No, he simply factored (x^2-1) and then ignored that fact that unless you're in a modular number system, 1 cannot equal 0.
its like blizzard's 0.999~ == 1 april's fools joke
hell yes... ppl still think it's wrong.
Posted: Fri Sep 09, 2005 2:22 pm
by Nightshade
Pext wrote:Nightshade wrote:[xeno]Julios wrote:did you short circuit the quadratic by doing that division, thus castrating off one of the two possible solutions (1 and 0)?
No, he simply factored (x^2-1) and then ignored that fact that unless you're in a modular number system, 1 cannot equal 0.
no... not really.
the 1=0 part only comes by dividing by x-1 = 1-1 = 0
If you're still dealing with the variable and not the number, what I said is correct.
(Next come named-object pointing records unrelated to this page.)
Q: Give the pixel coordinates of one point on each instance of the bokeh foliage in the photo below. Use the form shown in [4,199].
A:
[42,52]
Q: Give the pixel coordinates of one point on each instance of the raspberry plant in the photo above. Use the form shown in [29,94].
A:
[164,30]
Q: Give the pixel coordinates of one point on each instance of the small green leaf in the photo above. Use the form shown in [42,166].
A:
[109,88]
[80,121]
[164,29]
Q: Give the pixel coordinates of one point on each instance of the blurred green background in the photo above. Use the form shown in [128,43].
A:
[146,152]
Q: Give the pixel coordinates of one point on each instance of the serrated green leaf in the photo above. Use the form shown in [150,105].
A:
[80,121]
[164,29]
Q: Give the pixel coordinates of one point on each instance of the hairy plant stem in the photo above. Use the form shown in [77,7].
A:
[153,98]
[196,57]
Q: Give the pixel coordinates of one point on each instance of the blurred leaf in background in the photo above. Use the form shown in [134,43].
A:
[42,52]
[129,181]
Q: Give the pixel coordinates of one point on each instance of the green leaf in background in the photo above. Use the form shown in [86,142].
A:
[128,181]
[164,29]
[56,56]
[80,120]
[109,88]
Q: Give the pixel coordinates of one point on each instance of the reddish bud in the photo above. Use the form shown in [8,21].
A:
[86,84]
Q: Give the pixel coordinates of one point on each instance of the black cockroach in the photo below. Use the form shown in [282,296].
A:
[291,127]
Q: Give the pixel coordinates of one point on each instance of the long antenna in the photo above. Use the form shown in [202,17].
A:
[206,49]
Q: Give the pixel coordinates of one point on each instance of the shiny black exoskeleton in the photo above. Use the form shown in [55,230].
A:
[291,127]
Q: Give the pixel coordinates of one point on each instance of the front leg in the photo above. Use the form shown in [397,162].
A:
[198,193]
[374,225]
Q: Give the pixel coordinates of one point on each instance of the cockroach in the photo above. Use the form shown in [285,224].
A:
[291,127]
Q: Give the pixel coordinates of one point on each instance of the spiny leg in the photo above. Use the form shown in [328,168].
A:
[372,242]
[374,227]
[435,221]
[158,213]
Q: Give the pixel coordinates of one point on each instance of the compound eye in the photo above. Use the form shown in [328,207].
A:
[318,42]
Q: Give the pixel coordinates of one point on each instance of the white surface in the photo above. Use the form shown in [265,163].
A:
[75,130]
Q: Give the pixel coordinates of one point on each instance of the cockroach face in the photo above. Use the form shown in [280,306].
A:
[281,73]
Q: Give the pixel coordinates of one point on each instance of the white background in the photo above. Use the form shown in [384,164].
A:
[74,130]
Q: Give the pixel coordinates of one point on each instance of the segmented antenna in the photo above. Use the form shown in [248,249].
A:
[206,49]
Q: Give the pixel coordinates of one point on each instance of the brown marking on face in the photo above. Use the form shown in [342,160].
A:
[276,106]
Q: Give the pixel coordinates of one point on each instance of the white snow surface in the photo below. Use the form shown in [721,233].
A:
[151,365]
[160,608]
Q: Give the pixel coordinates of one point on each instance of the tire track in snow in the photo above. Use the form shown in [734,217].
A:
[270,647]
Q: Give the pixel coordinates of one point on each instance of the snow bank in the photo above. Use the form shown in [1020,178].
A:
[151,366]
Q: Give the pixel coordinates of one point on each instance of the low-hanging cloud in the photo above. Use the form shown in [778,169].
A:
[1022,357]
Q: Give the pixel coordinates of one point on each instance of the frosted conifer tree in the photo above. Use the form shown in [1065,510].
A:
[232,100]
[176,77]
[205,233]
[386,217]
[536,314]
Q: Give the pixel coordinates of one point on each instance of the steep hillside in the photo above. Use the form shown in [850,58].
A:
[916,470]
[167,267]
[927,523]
At that point it's still a valid algebraic operation.
Posted: Fri Sep 09, 2005 2:50 pm
by Underpants?
phantasmagoria wrote:DooMer wrote:What is the task? It sounds like person B doesn't know what the fuck hes doing. person A would be the one doing all the work, while person B flops around like a mongaloid and screws shit up.
assgasm0 speaks the truth this man is funny.